# In Anydice, how can I model nd10 where 8–10 counts as successes and 10s explode?

(Did some searching on SE and couldn’t find an answer…)

Trying to model nd10 where 8..10 count as successes and 10s explode.

output [count {8..10} in 3d10]


^ works with a 65.7% (= 44.1% + 18.9% + 2.7%) chance for at least one success.

However, when I try to add the ‘explode’ tag, the success rate drops…

output 3d[count {8..10} in [explode d10]]


^ success rate (1 or more) drops to 48.8%.

What am I doing wrong?

The trouble is that your exploded die counts as e.g. a single 18 rather than a 10 and an 8. You could instead label the die using successes (1) and non-successes (0)

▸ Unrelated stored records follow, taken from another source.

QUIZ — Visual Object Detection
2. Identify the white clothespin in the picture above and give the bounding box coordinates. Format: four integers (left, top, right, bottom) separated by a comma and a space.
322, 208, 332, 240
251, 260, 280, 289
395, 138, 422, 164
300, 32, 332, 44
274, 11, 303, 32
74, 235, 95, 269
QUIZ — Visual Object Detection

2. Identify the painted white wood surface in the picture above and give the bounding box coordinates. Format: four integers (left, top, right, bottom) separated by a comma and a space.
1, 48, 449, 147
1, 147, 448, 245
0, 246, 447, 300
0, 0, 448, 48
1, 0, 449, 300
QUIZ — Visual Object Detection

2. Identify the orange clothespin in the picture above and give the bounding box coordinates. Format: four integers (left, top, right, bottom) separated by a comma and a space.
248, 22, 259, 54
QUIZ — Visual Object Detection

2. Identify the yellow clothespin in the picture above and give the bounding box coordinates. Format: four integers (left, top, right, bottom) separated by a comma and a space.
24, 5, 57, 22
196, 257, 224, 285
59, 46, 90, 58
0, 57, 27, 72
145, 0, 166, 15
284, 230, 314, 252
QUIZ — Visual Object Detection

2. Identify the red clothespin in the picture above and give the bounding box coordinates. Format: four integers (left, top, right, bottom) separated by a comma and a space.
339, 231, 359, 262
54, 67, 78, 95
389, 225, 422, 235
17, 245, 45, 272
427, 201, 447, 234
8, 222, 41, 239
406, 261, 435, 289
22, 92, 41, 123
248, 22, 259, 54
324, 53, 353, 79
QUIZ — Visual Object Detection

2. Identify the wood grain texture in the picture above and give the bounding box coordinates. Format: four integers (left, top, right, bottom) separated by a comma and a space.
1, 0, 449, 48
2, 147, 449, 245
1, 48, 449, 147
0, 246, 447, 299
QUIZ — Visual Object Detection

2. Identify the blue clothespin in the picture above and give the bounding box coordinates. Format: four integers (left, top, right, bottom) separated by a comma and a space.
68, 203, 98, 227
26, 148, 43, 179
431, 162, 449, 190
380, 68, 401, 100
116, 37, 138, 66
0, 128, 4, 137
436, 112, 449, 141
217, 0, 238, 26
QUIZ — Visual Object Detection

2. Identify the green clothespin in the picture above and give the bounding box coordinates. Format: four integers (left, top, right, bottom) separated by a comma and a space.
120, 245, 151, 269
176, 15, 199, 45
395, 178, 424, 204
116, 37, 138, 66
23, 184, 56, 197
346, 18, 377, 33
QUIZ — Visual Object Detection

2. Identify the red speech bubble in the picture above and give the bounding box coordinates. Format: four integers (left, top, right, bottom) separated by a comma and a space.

output 3d[explode d10 >= 8]


but this would explode all successes, not just 10s. A trick you can do to distinguish exploding 10s is to subtract 1 from all non-exploding outcomes, which will be rolled exactly once per die, and add it back at the end:

output 3d([explode d{-1:7, 0:2, 1:1}] + 1)


As I understand your problem, a single die can explode and produce an additional success on a 8-10 but that if it’s a 10 then it explodes again and so on.

@HighDiceRoller has nailed the reason why your approach is not working in AnyDice but exploding dice, for sensible computational reasons, are limited in AnyDice anyway. While this limit has no material effect on the outcome (more than 2 explosions being a 1 in 1000 chance), we can do it analytically and get meaninglessly precise results.

First, let’s look at how many successes ($$\k\$$) we can get from a single die:

\begin{align} Pr(X=0) &= 0.7 &\text{(1-7)}\\ Pr(X=1) &= 0.2 + 0.1\times0.7 &\text{(8-9 + 10 & 1-7)}\\ Pr(X=2) &= 0.1\times0.2 + 0.1\times0.1\times0.7 &\text{(10 & 8-9 + 10 & 10 & 1-7)}\\ \end{align}

In general, for $$\k\ge 1\$$:

\begin{align} Pr(X=k)&= (0.2+0.1\times0.7) 0.1^{k-1}\\ &= (0.27) 0.1^{k-1}\\ &= {0.27\over0.9}(0.9)0.1^{k-1}\\ &= 0.3(0.9)(1-0.9)^{k-1} \end{align}

Now, apart from the $$\0.3\$$ constant, the right hand terms describe a geometric distribution (the first type) with $$\p=0.9\$$. We know an awful lot about geometric distributions.

For the chance of at least one success from 3 of these rolls … well, we actually didn’t need any of the above analysis. At least one success is the complementary event of no successes and its probability is $$\1-0.7^3=0.657\$$. But you knew that.

Anyway, if you have other questions - this might help.